# chimney crown



## Halron (Apr 6, 2007)

I have leakage from chimney. Two roofing companies say it is from a cracked chimney crown. The first said that all of the cracked pieces of the crown had to be removed along with the old mortar - then a new pliable crown seal applied. The second company said all that was required was to apply the pliable crown seal. A lot of money is involved whether we go with the first recommendation or the second. Any thoughts about what we should do? Many thanks
Hal G.


----------



## concretemasonry (Oct 10, 2006)

Are you sure you are describing the repairs accurately.

Do you have a masonry crown applied to the chimney material or do you have a cast concrete unit that is placed on top of the chimney?

There would be a difference whether ot not you removed the crown or not, but that should not be big $s (a lot of money) in comparison to the cost of getting someone out to do it. - What are the costs?
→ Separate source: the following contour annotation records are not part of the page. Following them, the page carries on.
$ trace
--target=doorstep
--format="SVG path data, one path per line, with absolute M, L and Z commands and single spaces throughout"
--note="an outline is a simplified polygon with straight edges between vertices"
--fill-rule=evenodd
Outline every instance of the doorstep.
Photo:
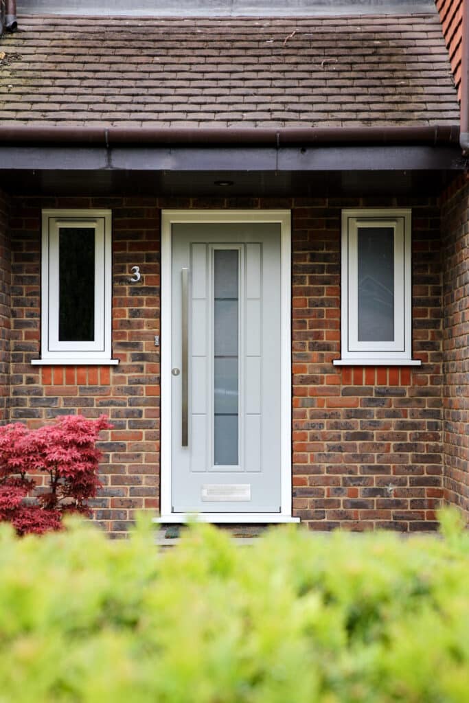
M 223 524 L 217 526 L 227 532 L 237 544 L 252 544 L 269 527 L 259 524 Z M 181 541 L 181 535 L 185 529 L 184 524 L 162 524 L 155 533 L 155 543 L 159 547 L 172 547 Z

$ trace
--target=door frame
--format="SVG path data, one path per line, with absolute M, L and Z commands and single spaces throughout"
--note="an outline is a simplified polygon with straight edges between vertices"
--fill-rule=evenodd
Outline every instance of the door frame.
M 281 225 L 281 510 L 279 512 L 207 512 L 204 522 L 297 522 L 292 517 L 291 212 L 290 210 L 162 210 L 161 213 L 160 523 L 185 522 L 172 512 L 172 226 L 175 223 L 272 222 Z

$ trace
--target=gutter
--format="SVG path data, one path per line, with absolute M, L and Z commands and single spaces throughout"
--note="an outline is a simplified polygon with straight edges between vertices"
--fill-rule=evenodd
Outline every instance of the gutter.
M 463 54 L 461 62 L 461 135 L 463 156 L 469 156 L 469 0 L 463 0 Z
M 16 0 L 6 0 L 5 28 L 8 32 L 15 32 L 18 29 Z
M 469 0 L 468 0 L 469 2 Z M 469 73 L 469 72 L 468 72 Z M 469 131 L 469 130 L 468 130 Z M 469 134 L 466 135 L 469 137 Z M 383 127 L 280 127 L 269 129 L 201 127 L 200 129 L 122 127 L 34 127 L 0 125 L 0 143 L 34 145 L 68 144 L 75 146 L 148 146 L 172 144 L 193 146 L 219 145 L 301 146 L 316 144 L 342 146 L 457 144 L 456 125 Z M 468 145 L 469 146 L 469 145 Z

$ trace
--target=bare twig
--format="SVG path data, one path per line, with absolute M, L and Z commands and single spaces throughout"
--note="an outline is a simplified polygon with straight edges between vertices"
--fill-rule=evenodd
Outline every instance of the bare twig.
M 293 39 L 295 37 L 295 35 L 297 33 L 297 30 L 293 30 L 293 31 L 292 32 L 291 34 L 288 34 L 288 37 L 285 37 L 285 41 L 283 42 L 283 46 L 287 46 L 287 41 L 288 41 L 288 39 Z

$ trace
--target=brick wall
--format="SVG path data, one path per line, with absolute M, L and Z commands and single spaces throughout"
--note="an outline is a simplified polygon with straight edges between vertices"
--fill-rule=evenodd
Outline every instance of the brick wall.
M 0 191 L 0 423 L 8 420 L 10 400 L 10 283 L 11 276 L 9 237 L 7 232 L 8 200 Z
M 340 209 L 412 207 L 415 355 L 421 368 L 338 369 Z M 106 413 L 97 519 L 122 533 L 159 500 L 161 207 L 293 207 L 293 508 L 311 529 L 435 526 L 442 488 L 439 208 L 409 202 L 309 198 L 163 200 L 15 198 L 12 419 Z M 41 207 L 105 207 L 113 219 L 113 356 L 117 367 L 32 367 L 39 343 Z M 140 266 L 141 283 L 127 282 Z
M 461 66 L 463 37 L 463 3 L 468 0 L 436 0 L 444 41 L 449 53 L 454 82 L 461 98 Z
M 12 420 L 30 426 L 59 415 L 108 415 L 114 429 L 101 444 L 104 488 L 96 519 L 124 531 L 136 509 L 159 507 L 160 215 L 153 200 L 15 198 L 11 238 L 15 310 Z M 39 355 L 40 215 L 43 207 L 112 208 L 113 351 L 118 366 L 31 366 Z M 132 285 L 131 266 L 142 281 Z
M 469 519 L 469 179 L 446 194 L 444 244 L 444 485 Z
If it was cracked. I would replace the crown. Either way you have to seal the joint between the crown and the flues.


----------



## Halron (Apr 6, 2007)

Thanks. I was reporting the chimney crown problem incorrctly. I have talked further with the two roofing contractors. The crown does not need to be replaced. The seal on the crown is cracked. One contractor says that all of the cracks in the seal and much of the old seal should be replaced and chipped out. This would require about four man hours. Then replaced with a flexible seal. The second contractor says it is not necessary to remove any of the old seal. He wants to simply add a flexible seal over the top. This second method is of course less expensive. But would I be risking future leakage if we went with this proposal? Thanks


----------